Rising yields from farmland have far exceeded the rate at which farmland has been urbanized. We produce more calories from our existing farmland stock than ever before, putting a fundamental and unbending downward pressure on farmland's value.
Between 1920 and 1950, the price of farmland fell in nominal terms. Not even accounting for inflation, you lost money for a three-decade span holding US farmland. Again, between 1980 and 1996, prices were flat in nominal terms. Adjusted for inflation, a buyer in 1980 had to wait until 2007 to get a positive return.
There's no reason at all to chase farmland at near-record high prices after a massive speculative boom. Rents on these properties are now falling as corn, soy, wheat, etc. prices have been in freefall. At the end of the day, the price (and rent received) of the farmland is highly determined by the price of the major grains. The past boom in grain prices brought a lot of new supply into the market and now we're witnessing the long ensuing bust.
The farmland REITs debuted at just the right moment to cash out near the top. To answer the question - Is It Too Late To Invest In Farmland? - I'd answer with a clear yes. Avoid the sector until a major correction in prices hits.
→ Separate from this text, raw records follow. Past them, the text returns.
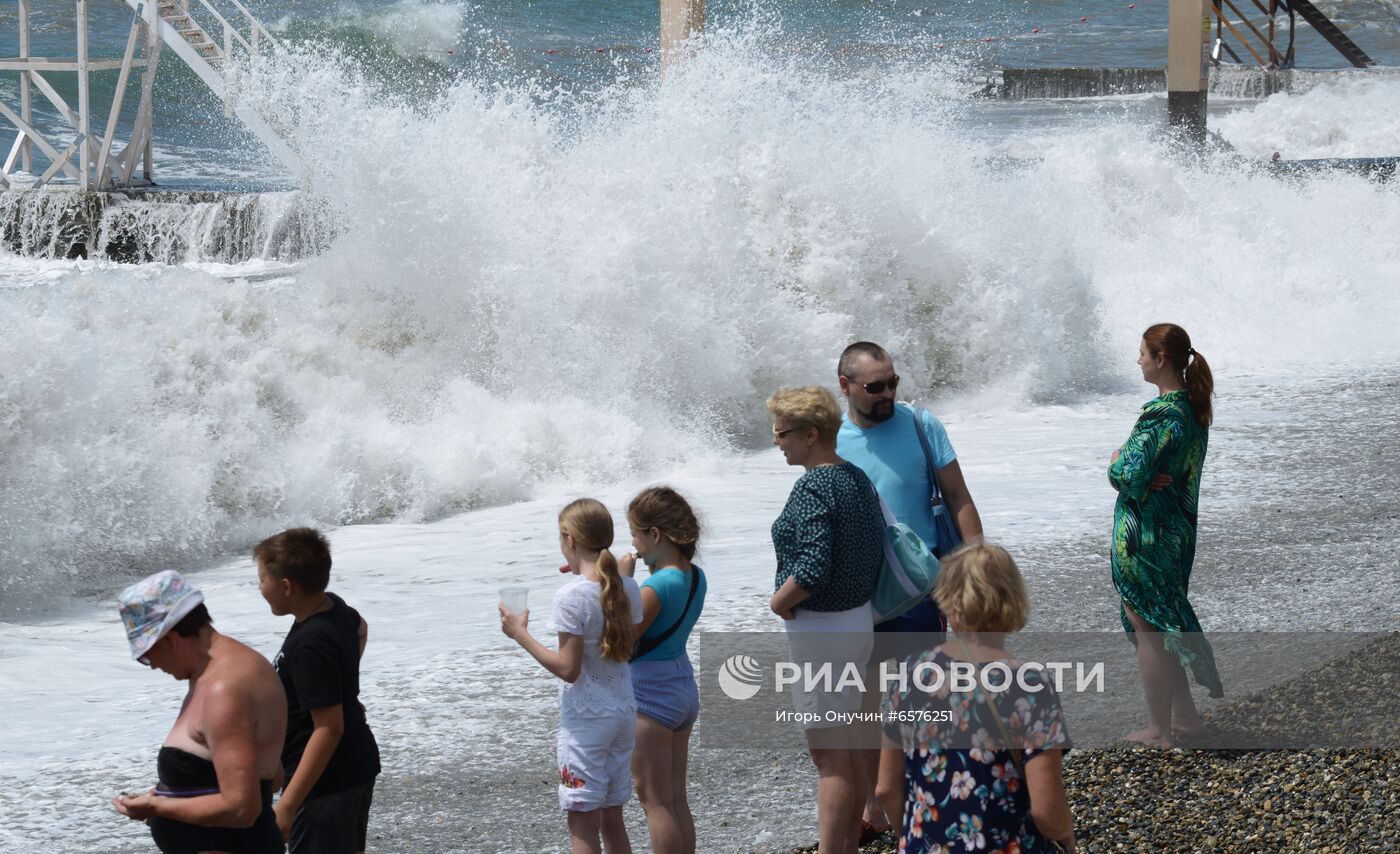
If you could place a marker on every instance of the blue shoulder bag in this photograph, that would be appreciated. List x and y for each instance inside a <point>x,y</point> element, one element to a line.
<point>947,535</point>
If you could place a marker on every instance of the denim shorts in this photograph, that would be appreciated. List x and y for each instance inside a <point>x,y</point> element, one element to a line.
<point>667,692</point>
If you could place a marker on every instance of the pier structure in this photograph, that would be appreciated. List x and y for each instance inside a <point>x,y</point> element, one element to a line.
<point>87,161</point>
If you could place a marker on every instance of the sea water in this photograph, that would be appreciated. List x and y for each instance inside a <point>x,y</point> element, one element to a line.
<point>555,276</point>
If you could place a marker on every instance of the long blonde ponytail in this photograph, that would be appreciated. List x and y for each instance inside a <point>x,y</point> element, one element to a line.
<point>591,527</point>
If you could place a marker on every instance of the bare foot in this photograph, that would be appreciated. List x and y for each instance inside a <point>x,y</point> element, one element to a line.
<point>1150,737</point>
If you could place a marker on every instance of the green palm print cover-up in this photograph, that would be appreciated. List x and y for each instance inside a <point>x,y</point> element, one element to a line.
<point>1154,532</point>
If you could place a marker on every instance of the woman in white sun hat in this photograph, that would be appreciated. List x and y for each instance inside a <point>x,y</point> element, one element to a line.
<point>220,759</point>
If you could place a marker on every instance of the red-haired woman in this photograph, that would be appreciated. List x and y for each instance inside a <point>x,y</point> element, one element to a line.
<point>1158,478</point>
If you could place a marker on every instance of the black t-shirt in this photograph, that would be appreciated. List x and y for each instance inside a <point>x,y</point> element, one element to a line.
<point>319,667</point>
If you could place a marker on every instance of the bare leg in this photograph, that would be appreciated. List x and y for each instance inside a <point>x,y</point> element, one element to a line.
<point>1186,718</point>
<point>1158,681</point>
<point>679,804</point>
<point>651,770</point>
<point>615,830</point>
<point>874,814</point>
<point>583,832</point>
<point>839,800</point>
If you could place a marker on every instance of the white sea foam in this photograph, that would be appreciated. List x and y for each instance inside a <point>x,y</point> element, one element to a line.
<point>521,297</point>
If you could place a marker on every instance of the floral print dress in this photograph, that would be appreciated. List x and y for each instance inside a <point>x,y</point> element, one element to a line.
<point>1154,531</point>
<point>972,798</point>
I'd remind readers that corn (NYSEARCA:CORN), soybeans (NYSEARCA:SOYB), and wheat (NYSEARCA:WEAT) are all down 20% or more over the past month; this is turning into another ugly year for farmers; a fact wholly unreflected in the farming REITs' share prices thus far in 2016. Here's a five-year chart of wheat - it's been a massive bust. Make no mistake this will hit farmland's value soon.
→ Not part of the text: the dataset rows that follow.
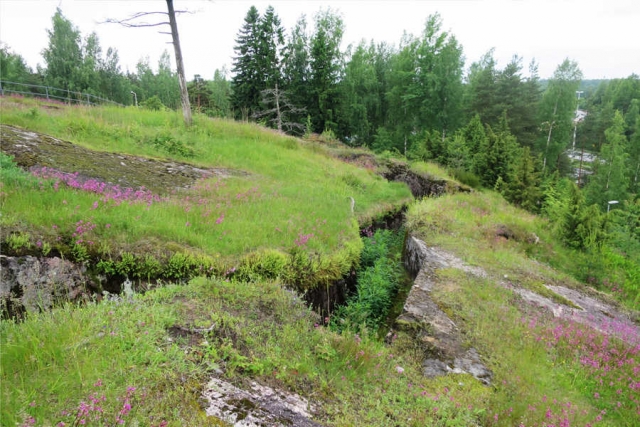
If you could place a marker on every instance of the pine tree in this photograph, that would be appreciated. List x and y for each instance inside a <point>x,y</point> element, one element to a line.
<point>481,96</point>
<point>500,152</point>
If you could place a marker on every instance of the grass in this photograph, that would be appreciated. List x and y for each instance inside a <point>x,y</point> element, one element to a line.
<point>55,360</point>
<point>291,196</point>
<point>52,361</point>
<point>144,360</point>
<point>546,371</point>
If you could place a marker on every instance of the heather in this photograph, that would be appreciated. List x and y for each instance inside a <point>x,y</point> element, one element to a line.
<point>212,259</point>
<point>284,194</point>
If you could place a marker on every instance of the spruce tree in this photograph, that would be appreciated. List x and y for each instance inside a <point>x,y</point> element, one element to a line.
<point>246,79</point>
<point>523,187</point>
<point>326,65</point>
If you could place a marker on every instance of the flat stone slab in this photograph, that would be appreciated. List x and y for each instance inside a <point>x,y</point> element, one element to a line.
<point>431,326</point>
<point>261,406</point>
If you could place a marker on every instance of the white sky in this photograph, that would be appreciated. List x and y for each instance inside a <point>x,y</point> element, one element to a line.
<point>602,35</point>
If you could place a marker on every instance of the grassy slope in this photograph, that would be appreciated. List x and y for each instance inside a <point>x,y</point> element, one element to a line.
<point>291,190</point>
<point>544,368</point>
<point>53,361</point>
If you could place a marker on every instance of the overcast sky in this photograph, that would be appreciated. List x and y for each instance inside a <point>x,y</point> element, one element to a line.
<point>603,36</point>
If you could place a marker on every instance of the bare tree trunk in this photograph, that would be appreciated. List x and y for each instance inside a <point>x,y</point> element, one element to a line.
<point>279,117</point>
<point>184,94</point>
<point>544,163</point>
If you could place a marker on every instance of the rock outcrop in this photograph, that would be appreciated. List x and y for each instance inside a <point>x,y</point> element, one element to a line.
<point>428,324</point>
<point>259,406</point>
<point>29,284</point>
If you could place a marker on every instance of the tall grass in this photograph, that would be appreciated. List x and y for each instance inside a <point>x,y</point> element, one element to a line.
<point>546,371</point>
<point>288,190</point>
Finally, I'd note that the argument presented in the bullish article I linked to - that farmland is worth more since interest rates are low - doesn't resonate with me. Farmland has high transaction costs and limited liquidity.
When interest rates recover, it will be hard to sell farmland that was bought as an interest rate play, and as such, prices will face a sharper decline due to market structure. Farmland Partners and others will face high debt loads they used to buy aggressively priced land. When interest rates rebound, they'll have to refinance at higher rates while their land ends up being worth less; terrible for the equity holders.
Disclosure: I/we have no positions in any stocks mentioned, and no plans to initiate any positions within the next 72 hours.
I wrote this article myself, and it expresses my own opinions. I am not receiving compensation for it (other than from Seeking Alpha). I have no business relationship with any company whose stock is mentioned in this article.